Museo de Arte Islámico / +974 4422 4488
QUISINE
Menú parisino servido por el chef Guy Savoy, uno de los del club Michelin.
The Pearl / +974 4002 7245
PORCINI
Posiblemente el mejor italiano de la ciudad.
The Ritz Carlton / +974 4484 8000
AL DANA
Frente a la playa, con una exquisita oferta de pescado y marisco.
Sharq Village & Spa / +974 4425 6666
PANTANOS Y ARENA
El árido paisaje que se extiende a lo largo y ancho de una península que viene a ser como la mitad de Ibiza esconde más atractivos de los que pueda parecer a primera vista. Las excursiones en 4×4 por las altas dunas del sur, los cruceros en los tradicionales dhows o los deportes acuáticos son los más demandados.

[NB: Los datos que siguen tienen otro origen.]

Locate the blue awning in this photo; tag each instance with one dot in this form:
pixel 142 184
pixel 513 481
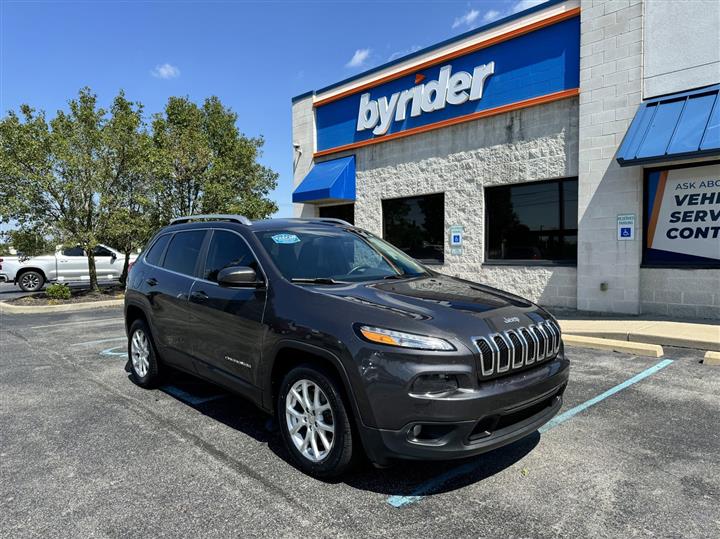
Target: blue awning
pixel 677 126
pixel 328 181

A partir de Sealine Beach Resort empiezan las emociones fuertes. Con un vehículo potente, los neumáticos convenientemente rebajados de presión y un buen guía-conductor, la navegación por las dunas reserva momentos de verdadero vértigo. Hay quien prefiere recorrerlas en moto o en quad. La excursión puede finalizar en un campamento sobre la playa donde celebrar una cena beduina al aire libre junto a la jaimas, amenizadas por grupos folclóricos locales. Puestos en faena, merece la pena llegar hasta el extremo sur del país, casi en la frontera con Arabia Saudí, donde el mar interior de Khor Al Adaid, una reserva natural catalogada por la Unesco, muestra toda su hermosura.

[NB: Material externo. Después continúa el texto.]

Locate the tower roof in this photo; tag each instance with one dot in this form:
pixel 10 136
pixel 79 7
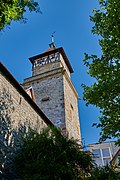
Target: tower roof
pixel 50 51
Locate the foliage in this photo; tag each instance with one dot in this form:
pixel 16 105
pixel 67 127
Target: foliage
pixel 105 92
pixel 104 173
pixel 14 10
pixel 50 155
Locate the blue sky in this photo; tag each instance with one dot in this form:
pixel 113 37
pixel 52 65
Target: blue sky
pixel 70 21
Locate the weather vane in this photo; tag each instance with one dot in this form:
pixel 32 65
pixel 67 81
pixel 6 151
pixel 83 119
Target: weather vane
pixel 52 44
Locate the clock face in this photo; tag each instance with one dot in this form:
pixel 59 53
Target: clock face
pixel 46 60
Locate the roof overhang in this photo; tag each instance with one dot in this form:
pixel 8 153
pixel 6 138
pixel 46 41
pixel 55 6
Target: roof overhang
pixel 46 53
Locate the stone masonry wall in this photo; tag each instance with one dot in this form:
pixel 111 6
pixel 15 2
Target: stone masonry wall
pixel 49 96
pixel 22 112
pixel 71 109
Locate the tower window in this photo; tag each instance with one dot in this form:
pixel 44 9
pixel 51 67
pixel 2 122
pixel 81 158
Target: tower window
pixel 45 99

Justo en la otra punta del país, al norte de la ciudad de Al Khor, el escenario cambia completamente. ¿Es posible encontrar pantanos y manglares en medio del desierto? La zona de Al Thakira, al borde de un estuario, demuestra que sí. Un excelente lugar para el avistamiento de aves, sobre todo cuando la marea está baja. Sus trinos al atardecer son toda una sinfonía. Un consejo: cuidado con el firme, que puede ser resbaladizo y traicionero con la humedad. Y un secreto: visitar Purple Island, un lugar que poca gente conoce.

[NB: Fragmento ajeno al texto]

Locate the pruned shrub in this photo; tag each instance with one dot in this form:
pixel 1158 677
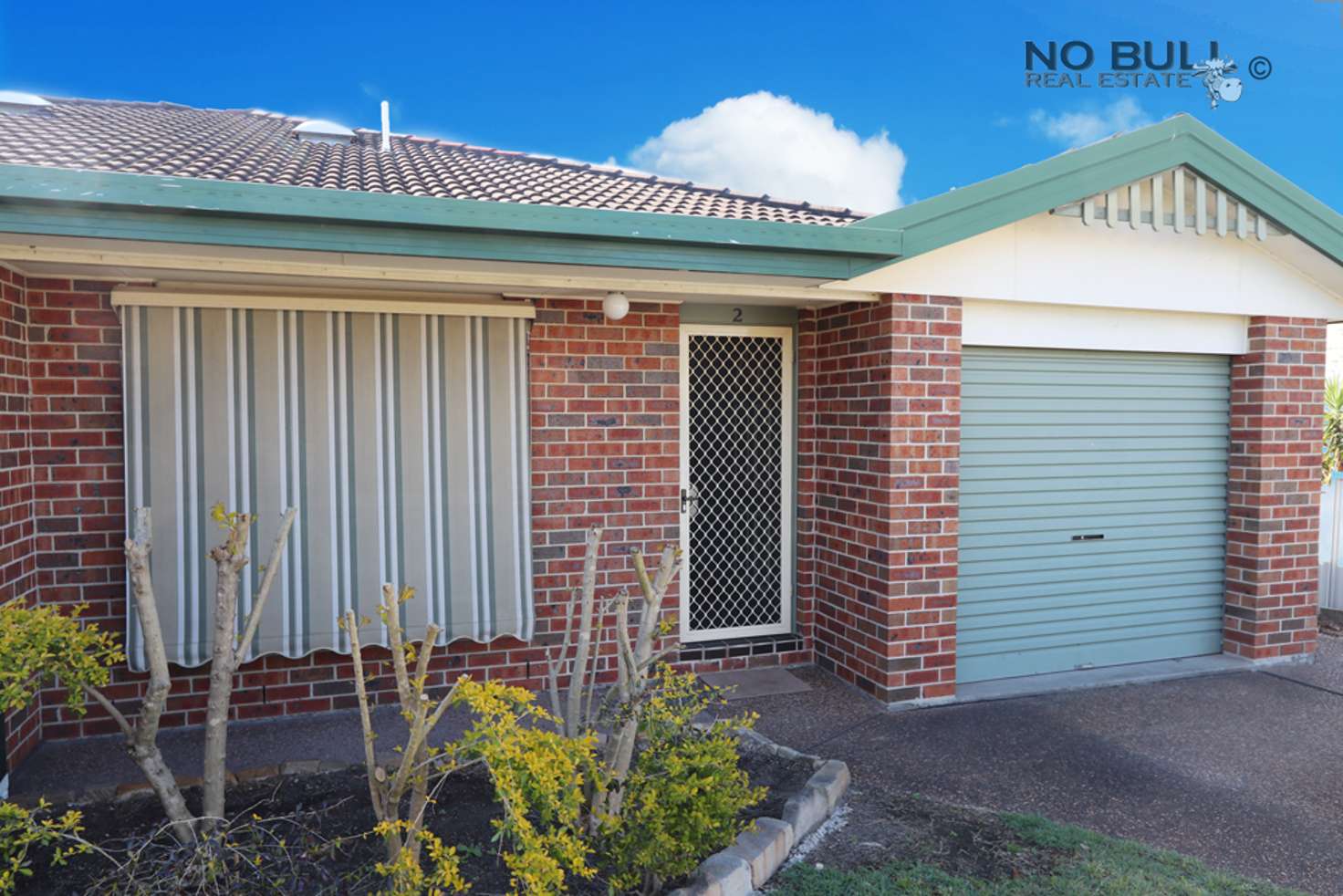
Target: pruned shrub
pixel 249 853
pixel 685 793
pixel 540 778
pixel 404 837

Un clásico al que es difícil resistirse son los cruceros a bordo de un dhow. Las pintorescas embarcaciones tradicionales árabes se ofertan en distintos tamaños para todo tipo de grupos. Además de las salidas convencionales para conocer la bahía de Doha, chartean sus servicios ajustándose a los deseos del cliente, desde un bañito alejado de la costa, hasta una sesión de snorkel. También para celebrar eventos a bordo. En los hoteles de playa se pueden reservar actividades acuáticas. Una alternativa, muy arraigada en las costumbres locales, es asistir a un entrenamiento de camellos, aunque las carreras que se organizan con estos animales solo se celebran en febrero.
Por otra parte, los amantes del shopping están de enhorabuena en Doha. Los centros comerciales que hay por toda la ciudad son gigantescos, como el City Center, el más grande de todos, el Royal Plaza Mall o el Lagoon Mall. En el Villaggio, además de comprar se puede patinar sobre hielo o montar en góndola.